If the pressure in a gas is tripled while its volume is held constant, by what factor does $v_{rms}$ change?

VIDEO TRANSCRIPT

This is Giancoli Answers with Mr. Dychko. We can use the ideal gas law with temperature and pressure are changeable. The number of moles and the volume are not gonna be changing because we're told that its volume is held constant and it doesn't mention that the container is sealed but that's just assumed. So, the number of moles will not change either. So, we can solve this for T by dividing both sides by n R. And T in the first case going to be P1 V over n R. And T in the second case will be T2 is going to be P2 over or times V over n R and P2 we're told is 3 times the first pressure.

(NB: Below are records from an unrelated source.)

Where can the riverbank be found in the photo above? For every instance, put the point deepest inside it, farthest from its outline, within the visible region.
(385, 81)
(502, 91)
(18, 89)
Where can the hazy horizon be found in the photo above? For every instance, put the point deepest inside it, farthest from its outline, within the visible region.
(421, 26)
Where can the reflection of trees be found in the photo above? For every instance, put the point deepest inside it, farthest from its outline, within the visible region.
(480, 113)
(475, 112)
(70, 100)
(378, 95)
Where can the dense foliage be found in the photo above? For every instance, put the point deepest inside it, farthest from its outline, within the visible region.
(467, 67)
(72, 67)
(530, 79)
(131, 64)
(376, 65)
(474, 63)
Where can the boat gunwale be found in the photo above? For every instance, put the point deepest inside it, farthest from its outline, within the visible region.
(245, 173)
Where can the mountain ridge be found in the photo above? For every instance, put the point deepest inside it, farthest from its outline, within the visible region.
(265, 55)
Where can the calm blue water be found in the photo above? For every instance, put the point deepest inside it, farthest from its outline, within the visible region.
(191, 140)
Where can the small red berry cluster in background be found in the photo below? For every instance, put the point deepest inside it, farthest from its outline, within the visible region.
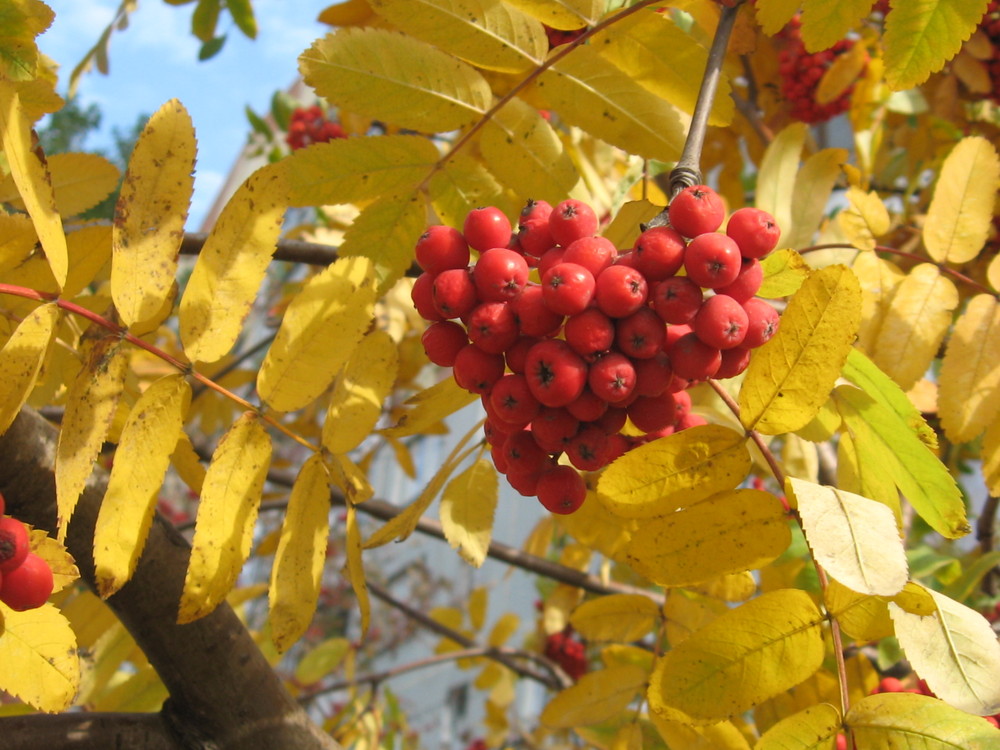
(801, 73)
(25, 578)
(568, 652)
(309, 125)
(601, 337)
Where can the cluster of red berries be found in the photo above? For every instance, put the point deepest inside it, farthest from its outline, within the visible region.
(801, 73)
(568, 652)
(600, 338)
(309, 125)
(25, 578)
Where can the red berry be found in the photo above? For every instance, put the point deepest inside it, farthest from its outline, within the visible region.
(14, 544)
(712, 260)
(486, 227)
(27, 586)
(561, 490)
(696, 210)
(755, 231)
(441, 247)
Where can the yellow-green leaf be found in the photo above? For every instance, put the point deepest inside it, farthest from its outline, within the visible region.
(147, 440)
(920, 37)
(591, 93)
(32, 180)
(813, 185)
(791, 376)
(150, 214)
(969, 384)
(41, 662)
(490, 35)
(778, 170)
(915, 324)
(524, 152)
(750, 654)
(908, 720)
(596, 697)
(885, 441)
(813, 728)
(21, 359)
(961, 211)
(727, 533)
(855, 539)
(619, 617)
(467, 508)
(675, 471)
(90, 408)
(231, 266)
(224, 527)
(320, 330)
(784, 272)
(955, 650)
(356, 401)
(825, 23)
(298, 563)
(661, 57)
(395, 78)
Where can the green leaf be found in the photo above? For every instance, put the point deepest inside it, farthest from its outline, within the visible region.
(883, 439)
(920, 37)
(396, 79)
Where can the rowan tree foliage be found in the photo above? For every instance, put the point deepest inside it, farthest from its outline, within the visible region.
(794, 566)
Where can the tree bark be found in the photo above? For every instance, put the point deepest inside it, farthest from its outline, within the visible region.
(223, 693)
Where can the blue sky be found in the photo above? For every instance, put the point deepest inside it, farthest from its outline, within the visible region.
(156, 59)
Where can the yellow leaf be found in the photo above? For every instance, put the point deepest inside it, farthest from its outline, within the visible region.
(675, 471)
(41, 663)
(736, 661)
(955, 650)
(90, 409)
(430, 406)
(824, 23)
(489, 35)
(813, 186)
(791, 376)
(356, 402)
(231, 266)
(150, 214)
(959, 219)
(395, 78)
(969, 383)
(467, 508)
(591, 93)
(22, 357)
(727, 533)
(298, 564)
(525, 153)
(563, 14)
(778, 170)
(147, 440)
(596, 697)
(355, 566)
(784, 272)
(891, 720)
(819, 723)
(32, 180)
(224, 527)
(865, 219)
(619, 617)
(921, 37)
(79, 182)
(915, 324)
(320, 330)
(667, 61)
(855, 539)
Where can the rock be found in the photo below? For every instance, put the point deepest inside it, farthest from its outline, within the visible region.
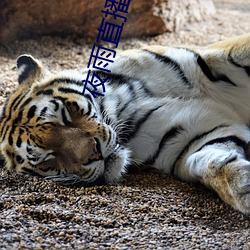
(30, 19)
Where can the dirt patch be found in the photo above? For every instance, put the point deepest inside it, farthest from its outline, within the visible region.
(146, 210)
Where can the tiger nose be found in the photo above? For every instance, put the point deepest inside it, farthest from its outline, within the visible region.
(96, 153)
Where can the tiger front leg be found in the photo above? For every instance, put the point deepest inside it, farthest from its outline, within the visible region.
(225, 171)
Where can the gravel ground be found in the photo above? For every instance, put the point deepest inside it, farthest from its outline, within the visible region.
(146, 210)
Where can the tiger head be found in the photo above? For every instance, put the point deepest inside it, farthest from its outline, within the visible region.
(49, 128)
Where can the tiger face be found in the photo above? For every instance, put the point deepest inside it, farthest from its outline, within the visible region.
(49, 128)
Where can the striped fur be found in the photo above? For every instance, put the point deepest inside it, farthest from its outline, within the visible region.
(183, 111)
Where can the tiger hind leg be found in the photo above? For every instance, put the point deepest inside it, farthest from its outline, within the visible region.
(225, 171)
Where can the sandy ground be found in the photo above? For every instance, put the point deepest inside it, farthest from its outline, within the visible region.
(146, 210)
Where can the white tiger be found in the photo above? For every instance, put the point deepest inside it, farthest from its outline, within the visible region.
(184, 111)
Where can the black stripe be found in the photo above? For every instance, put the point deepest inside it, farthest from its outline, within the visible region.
(31, 172)
(138, 124)
(146, 90)
(231, 60)
(17, 101)
(31, 112)
(213, 77)
(101, 106)
(232, 138)
(45, 92)
(56, 105)
(117, 79)
(64, 117)
(173, 64)
(169, 135)
(19, 159)
(89, 109)
(19, 141)
(195, 139)
(26, 102)
(10, 112)
(67, 81)
(70, 91)
(43, 111)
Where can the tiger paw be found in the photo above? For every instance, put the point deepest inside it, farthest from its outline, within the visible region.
(232, 182)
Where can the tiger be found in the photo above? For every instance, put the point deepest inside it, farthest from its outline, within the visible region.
(181, 110)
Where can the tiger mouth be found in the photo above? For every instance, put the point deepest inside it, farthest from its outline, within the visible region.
(112, 155)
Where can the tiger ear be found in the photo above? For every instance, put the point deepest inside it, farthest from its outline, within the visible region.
(29, 69)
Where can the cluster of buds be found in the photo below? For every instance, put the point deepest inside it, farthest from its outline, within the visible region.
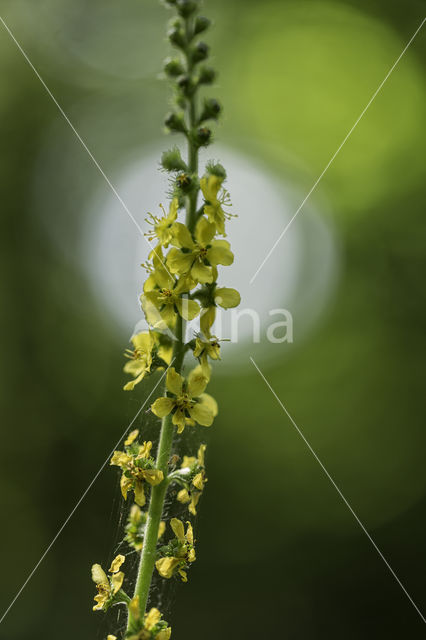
(179, 553)
(138, 468)
(182, 285)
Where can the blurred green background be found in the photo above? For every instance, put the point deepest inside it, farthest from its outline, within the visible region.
(279, 554)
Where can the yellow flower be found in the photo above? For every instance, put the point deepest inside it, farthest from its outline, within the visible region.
(179, 553)
(108, 587)
(147, 346)
(162, 227)
(205, 349)
(135, 528)
(189, 404)
(196, 479)
(227, 298)
(213, 208)
(140, 358)
(224, 297)
(197, 258)
(138, 467)
(153, 627)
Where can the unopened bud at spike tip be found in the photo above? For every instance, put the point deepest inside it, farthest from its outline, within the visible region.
(201, 24)
(186, 7)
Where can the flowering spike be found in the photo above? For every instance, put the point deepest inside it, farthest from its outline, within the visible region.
(181, 285)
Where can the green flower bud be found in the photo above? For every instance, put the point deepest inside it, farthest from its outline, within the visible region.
(201, 24)
(216, 169)
(175, 122)
(202, 136)
(211, 110)
(176, 36)
(207, 75)
(184, 182)
(172, 160)
(186, 7)
(199, 52)
(173, 67)
(186, 85)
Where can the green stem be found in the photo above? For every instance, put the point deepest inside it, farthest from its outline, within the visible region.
(158, 493)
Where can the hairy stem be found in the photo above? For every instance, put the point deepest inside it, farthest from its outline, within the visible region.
(158, 493)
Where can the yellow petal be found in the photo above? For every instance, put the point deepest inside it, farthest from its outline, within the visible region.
(117, 581)
(182, 236)
(134, 607)
(129, 386)
(201, 272)
(174, 381)
(188, 309)
(99, 576)
(198, 481)
(189, 533)
(204, 231)
(188, 461)
(202, 414)
(116, 563)
(166, 566)
(144, 450)
(227, 298)
(178, 420)
(120, 459)
(208, 401)
(150, 304)
(162, 406)
(183, 496)
(194, 501)
(200, 455)
(207, 320)
(153, 476)
(131, 437)
(179, 262)
(197, 382)
(161, 529)
(220, 253)
(135, 367)
(152, 618)
(125, 485)
(174, 207)
(178, 529)
(140, 498)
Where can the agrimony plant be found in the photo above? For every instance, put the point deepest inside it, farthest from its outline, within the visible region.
(181, 286)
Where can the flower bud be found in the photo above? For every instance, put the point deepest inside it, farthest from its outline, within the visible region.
(172, 160)
(176, 36)
(186, 85)
(186, 7)
(207, 75)
(199, 52)
(173, 67)
(201, 24)
(175, 122)
(202, 136)
(184, 182)
(211, 110)
(216, 169)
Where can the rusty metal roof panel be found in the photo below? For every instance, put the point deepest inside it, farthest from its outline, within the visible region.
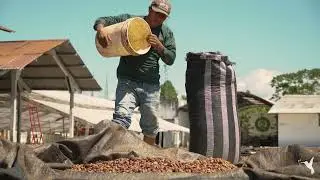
(28, 47)
(17, 61)
(39, 69)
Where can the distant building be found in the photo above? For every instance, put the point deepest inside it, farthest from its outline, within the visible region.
(298, 119)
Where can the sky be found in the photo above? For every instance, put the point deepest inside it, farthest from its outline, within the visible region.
(264, 38)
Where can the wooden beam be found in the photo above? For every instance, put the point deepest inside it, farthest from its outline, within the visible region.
(23, 85)
(14, 105)
(65, 70)
(3, 72)
(71, 115)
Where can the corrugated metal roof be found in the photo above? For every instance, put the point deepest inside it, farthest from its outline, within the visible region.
(297, 104)
(16, 61)
(92, 109)
(11, 50)
(40, 71)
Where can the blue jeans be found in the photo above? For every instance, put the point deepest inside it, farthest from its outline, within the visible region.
(131, 94)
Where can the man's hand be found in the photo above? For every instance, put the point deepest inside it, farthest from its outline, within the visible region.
(156, 44)
(103, 38)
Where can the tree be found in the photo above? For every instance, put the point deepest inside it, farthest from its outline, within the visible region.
(304, 82)
(168, 93)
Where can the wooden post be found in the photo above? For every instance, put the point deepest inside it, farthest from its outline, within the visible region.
(14, 105)
(71, 116)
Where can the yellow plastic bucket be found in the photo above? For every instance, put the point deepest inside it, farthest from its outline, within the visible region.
(127, 38)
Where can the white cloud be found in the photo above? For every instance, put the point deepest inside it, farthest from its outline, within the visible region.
(258, 82)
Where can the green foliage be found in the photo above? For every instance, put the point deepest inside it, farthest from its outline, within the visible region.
(168, 92)
(246, 112)
(305, 82)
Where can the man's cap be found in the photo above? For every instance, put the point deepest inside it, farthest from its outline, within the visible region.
(161, 6)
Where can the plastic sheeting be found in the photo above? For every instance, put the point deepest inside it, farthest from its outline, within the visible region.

So, the second pressure is 3 times the first pressure. So, we have 3 times P1 V over n R but P1 V over n R is T1. So, we'll substitute that in so, T2 is 3 times T1. And V rms in the first case is going to be square root of 3 K temperature 1 divided by m and V rms in the second case is the same thing with the T2 instead of T1. And we divide them to find the factor by which they are different. And so that means 3 K T2 over m square rooted multiplied by the reciprocal of V rms1. So, multiplied by m over 3 K T1 square rooted which gives a bunch of things cancelling. And square root T2 over T1. So, the factor by which the rms speed and the case 2 is different from the rms speed in case 1, is square root of 3 T1 because that's what we figured out from this ideal gas law that T2 is 3 times T1 when you increase the pressure by 3 times while holding volume constant. And the T1's cancel. And we're left with square root of 3.